OldTimer, Nice looking drone comb, how did you get so much drone comb in what appears to be a wooden perhaps foundationless frame?

I am fortunate that I have neighbors that want hives on their ground all around me. So if it is truly beneficial to have outlying drone yards it wouldn't be an issue other than having to take care of them an multiple locations...


----------



## Fusion_power (Jan 14, 2005)

Queens by preference fly about 1 to 1.5 miles to mate. Drones rarely fly more than 1/2 of a mile from the colony they originate in. This is why drone yards are suggested for best queen mating. Also, putting drone colonies at 1 to 2 miles from the queen mating area tends to saturate the area with desirable drones. This reduces the chance of mating with feral and/or unselected drones.


----------



## beekuk (Dec 31, 2008)

In my isolated mating apiaries the drone providers are placed in the same apiary, along with the mating nucs containing the virgin queens, i have witnessed the queens being mated within the apiary quite a few times, often several virgins out mating at the same time, being chased by a comet of drones numbering from 20 or 30 to around 150, flying from just a few feet above ground to as high as can be seen, and usually within a hundred or so yards radius of the apiary. In more populated areas i have found marked drones turning up in hives eight miles from the hive they originated from, i believe they have been found to travel much further, as they are allowed in just about any hive, so they do this in stages... as Manley noted, this makes perfect sense really, why would a queen go on risky long distance mating flights with a chance of being eaten by a bird such as a swallow or some similar fate, it is not in the best interests of the survival of the colony, getting out, mated, and back in safety as quick as possible is. 
But genetic diversity is also important, hence why the drones cover greater distances, go into any hives...and are much more expendable (if a few get eaten) because of their numbers compared to a valuable queen.


----------



## Oldtimer (Jul 4, 2010)

What breeds are those Beekuk?


----------



## Oldtimer (Jul 4, 2010)

BabcockFarms said:


> how did you get so much drone comb in what appears to be a wooden perhaps foundationless frame?...


You are correct it's foundationless, I just put the frames with a starter strip in a hive and the bees build them into drone comb because the other combs are worker cos they were built on foundation.

Only trick is to remember drone combs are wider so leave the comb each side of it separated away from it a bit so the bees are comfortable it is a good place to build drone comb.
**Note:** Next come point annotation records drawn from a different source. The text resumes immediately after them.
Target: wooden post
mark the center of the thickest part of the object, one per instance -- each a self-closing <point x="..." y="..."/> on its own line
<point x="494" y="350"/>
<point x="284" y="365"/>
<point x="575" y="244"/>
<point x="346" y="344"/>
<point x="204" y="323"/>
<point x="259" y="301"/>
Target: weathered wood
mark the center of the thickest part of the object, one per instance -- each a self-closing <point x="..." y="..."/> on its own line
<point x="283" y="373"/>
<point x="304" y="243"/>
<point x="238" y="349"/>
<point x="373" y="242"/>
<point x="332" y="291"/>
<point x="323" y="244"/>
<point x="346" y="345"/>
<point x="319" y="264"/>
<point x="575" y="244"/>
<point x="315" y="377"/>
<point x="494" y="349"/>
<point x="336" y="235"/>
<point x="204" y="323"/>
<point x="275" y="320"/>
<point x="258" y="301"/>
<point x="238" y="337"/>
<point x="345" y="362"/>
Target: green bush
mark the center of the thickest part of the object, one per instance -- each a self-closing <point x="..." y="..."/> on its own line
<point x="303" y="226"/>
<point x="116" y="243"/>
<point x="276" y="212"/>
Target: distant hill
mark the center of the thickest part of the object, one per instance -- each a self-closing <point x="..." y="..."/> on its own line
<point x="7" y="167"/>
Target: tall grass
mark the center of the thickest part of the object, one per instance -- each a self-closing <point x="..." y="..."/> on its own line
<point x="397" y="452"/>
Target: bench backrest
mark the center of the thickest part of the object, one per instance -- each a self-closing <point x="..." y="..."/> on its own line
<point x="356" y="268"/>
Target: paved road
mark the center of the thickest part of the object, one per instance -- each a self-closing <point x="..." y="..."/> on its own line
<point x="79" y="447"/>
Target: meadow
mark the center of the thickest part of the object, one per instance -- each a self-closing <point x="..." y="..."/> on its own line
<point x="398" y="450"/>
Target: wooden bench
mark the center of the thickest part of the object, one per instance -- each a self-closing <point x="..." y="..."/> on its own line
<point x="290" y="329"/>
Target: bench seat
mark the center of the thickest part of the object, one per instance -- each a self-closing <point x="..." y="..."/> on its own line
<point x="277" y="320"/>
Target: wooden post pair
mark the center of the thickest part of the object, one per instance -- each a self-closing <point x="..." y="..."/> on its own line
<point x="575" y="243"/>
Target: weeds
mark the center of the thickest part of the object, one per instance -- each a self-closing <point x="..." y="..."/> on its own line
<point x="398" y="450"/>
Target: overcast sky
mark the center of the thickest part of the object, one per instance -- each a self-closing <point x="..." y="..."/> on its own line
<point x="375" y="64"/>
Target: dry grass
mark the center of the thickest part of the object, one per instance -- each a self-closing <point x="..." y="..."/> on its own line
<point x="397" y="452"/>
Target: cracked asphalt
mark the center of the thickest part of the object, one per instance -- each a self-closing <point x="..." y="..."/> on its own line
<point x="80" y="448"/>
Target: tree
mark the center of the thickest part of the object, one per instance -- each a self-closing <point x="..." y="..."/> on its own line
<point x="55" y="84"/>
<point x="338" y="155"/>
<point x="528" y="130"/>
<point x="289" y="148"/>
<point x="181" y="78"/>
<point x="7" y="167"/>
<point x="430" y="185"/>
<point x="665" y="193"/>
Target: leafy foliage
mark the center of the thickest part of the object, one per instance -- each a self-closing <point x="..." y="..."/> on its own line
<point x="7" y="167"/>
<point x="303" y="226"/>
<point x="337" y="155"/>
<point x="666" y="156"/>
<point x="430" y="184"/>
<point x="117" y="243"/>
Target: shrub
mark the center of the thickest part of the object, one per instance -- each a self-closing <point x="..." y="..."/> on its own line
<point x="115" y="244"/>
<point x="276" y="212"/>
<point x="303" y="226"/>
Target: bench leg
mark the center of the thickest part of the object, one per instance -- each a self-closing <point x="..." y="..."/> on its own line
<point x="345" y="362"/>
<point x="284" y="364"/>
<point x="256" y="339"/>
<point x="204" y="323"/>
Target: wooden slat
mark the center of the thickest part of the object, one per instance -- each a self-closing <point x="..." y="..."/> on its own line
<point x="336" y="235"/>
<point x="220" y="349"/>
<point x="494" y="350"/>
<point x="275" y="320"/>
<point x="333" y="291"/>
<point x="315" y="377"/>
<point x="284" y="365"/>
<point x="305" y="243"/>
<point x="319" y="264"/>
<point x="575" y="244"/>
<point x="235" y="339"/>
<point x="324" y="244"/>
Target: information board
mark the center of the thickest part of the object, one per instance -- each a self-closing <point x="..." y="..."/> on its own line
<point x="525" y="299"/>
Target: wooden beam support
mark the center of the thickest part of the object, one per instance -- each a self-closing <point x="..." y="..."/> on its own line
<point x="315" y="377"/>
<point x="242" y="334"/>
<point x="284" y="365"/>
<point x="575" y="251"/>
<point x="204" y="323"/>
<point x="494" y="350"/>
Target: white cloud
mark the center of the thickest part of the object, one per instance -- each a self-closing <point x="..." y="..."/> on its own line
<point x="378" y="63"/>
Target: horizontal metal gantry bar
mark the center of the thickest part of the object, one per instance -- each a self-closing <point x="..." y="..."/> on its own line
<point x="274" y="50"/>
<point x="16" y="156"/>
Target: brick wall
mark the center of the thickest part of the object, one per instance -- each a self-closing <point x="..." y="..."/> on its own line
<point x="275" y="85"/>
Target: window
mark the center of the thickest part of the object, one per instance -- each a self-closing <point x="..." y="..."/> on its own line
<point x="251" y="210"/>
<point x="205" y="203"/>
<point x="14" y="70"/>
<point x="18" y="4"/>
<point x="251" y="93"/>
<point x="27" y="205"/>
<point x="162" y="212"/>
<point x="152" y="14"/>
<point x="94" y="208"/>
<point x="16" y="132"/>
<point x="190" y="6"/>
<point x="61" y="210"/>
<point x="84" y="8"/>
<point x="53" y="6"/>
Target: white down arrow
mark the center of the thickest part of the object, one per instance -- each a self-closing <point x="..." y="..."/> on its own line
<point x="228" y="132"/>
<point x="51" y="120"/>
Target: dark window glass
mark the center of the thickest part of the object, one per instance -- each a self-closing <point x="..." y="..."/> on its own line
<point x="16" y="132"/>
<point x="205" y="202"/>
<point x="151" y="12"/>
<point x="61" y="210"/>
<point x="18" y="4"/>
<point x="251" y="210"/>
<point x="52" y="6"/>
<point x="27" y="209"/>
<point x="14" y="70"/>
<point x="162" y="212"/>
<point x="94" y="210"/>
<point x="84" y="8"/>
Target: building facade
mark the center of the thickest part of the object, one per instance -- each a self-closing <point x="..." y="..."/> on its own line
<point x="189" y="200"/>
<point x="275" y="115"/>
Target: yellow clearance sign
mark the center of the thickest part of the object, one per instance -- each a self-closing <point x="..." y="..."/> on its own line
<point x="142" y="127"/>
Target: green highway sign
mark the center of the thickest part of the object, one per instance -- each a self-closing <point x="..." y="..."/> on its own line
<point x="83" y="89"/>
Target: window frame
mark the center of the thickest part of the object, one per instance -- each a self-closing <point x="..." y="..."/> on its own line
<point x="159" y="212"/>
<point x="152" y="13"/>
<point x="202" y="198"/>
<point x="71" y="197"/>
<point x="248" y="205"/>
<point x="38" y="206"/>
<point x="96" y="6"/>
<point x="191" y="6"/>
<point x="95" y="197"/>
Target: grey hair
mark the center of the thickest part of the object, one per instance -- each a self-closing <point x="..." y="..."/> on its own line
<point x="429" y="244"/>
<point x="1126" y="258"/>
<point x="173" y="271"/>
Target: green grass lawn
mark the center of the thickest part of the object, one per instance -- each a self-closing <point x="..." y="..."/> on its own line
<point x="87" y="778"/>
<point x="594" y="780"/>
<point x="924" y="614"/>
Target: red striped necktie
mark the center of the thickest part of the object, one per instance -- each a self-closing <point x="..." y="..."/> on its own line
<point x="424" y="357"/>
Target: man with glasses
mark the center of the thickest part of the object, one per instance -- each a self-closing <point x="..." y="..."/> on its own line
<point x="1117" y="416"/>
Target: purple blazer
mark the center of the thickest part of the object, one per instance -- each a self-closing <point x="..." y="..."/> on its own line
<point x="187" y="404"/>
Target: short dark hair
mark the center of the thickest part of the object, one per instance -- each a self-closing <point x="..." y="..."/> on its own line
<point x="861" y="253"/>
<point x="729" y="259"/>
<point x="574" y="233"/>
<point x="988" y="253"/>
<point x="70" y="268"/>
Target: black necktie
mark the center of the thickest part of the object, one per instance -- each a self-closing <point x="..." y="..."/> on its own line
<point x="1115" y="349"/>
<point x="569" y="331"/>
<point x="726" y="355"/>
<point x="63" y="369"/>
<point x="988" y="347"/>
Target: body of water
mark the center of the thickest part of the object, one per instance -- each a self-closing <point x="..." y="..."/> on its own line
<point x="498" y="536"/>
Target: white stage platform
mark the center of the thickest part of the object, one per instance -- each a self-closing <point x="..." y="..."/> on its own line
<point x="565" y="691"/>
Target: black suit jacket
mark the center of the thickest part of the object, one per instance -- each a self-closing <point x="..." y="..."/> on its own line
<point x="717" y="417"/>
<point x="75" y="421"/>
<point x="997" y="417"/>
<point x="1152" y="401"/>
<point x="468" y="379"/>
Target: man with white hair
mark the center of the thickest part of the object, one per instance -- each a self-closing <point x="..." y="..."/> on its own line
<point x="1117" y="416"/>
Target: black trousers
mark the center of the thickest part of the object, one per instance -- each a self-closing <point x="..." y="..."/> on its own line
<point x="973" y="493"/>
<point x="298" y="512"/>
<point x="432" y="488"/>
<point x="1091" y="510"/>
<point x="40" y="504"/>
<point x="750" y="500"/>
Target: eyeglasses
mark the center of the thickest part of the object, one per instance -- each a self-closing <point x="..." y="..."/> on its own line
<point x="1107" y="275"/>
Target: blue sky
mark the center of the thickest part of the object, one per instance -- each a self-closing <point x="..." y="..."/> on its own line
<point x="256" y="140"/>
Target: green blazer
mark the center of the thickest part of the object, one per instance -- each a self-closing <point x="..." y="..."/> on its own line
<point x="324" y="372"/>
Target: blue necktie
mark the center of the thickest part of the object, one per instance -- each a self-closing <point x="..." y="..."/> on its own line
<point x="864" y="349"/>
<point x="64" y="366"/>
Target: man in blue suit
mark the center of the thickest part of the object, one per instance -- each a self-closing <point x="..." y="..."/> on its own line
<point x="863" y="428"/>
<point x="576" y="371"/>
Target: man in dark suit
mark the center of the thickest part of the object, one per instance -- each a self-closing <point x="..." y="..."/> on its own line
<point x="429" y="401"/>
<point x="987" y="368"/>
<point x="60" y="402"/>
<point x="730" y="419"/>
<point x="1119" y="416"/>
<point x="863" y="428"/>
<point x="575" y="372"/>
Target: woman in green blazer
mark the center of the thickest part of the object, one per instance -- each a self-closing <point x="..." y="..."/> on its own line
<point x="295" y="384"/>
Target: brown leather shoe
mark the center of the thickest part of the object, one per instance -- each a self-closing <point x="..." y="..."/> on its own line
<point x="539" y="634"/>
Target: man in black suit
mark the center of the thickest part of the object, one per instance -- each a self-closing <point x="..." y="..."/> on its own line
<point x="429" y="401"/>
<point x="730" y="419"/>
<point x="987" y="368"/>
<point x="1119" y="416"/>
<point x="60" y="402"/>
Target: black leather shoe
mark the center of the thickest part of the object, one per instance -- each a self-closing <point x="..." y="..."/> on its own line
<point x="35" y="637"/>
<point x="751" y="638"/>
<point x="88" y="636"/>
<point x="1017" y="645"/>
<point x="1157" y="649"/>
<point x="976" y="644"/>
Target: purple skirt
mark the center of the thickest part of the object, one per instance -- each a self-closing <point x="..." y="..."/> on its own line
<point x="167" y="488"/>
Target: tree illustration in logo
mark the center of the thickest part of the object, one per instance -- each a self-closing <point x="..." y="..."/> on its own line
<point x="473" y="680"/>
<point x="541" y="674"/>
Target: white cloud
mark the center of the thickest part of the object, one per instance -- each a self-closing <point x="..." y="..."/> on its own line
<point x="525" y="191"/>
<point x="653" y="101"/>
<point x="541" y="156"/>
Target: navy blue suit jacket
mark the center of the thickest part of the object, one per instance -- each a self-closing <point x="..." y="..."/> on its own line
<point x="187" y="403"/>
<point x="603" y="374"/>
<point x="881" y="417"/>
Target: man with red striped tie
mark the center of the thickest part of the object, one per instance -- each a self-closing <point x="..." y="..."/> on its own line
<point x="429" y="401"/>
The frames are wired in the normal way.


----------



## beekuk (Dec 31, 2008)

OT.
Predominately Buckfast, but other sub species used as well, such as Anatolian, Cypria, Carnica, Ligustica etc.


----------



## Oldtimer (Jul 4, 2010)

Hmm well that kind of covers the field.


----------



## mike bispham (May 23, 2009)

Oldtimer said:


> .... the other combs are worker cos they were built on foundation.


You don't go for natural comb worker then? 

Mike (UK)


----------



## WilliamsHoneyBees (Feb 17, 2010)

I have three mating yards (one for each week of caging on a three week cycle). Each mating yard has 6 to 10 production colonies and the mating yards are centrally located in the middle of production yards that are 2 to 3 miles out providing more drones. I don't think you can have enough drones!!! I didn't originally flood the area for the sake of raising queens it was flooded to save on gas when driving from home to the out-yards, but has proven beneficial for queen rearing.


----------



## Oldtimer (Jul 4, 2010)

Mike a bit of all sorts.


----------



## BabcockFarms (Jan 14, 2012)

I am still hoping for a more definitive answer as to why it is taught this way. I’m sure there is a very valid reason more than this is the way it has always been done.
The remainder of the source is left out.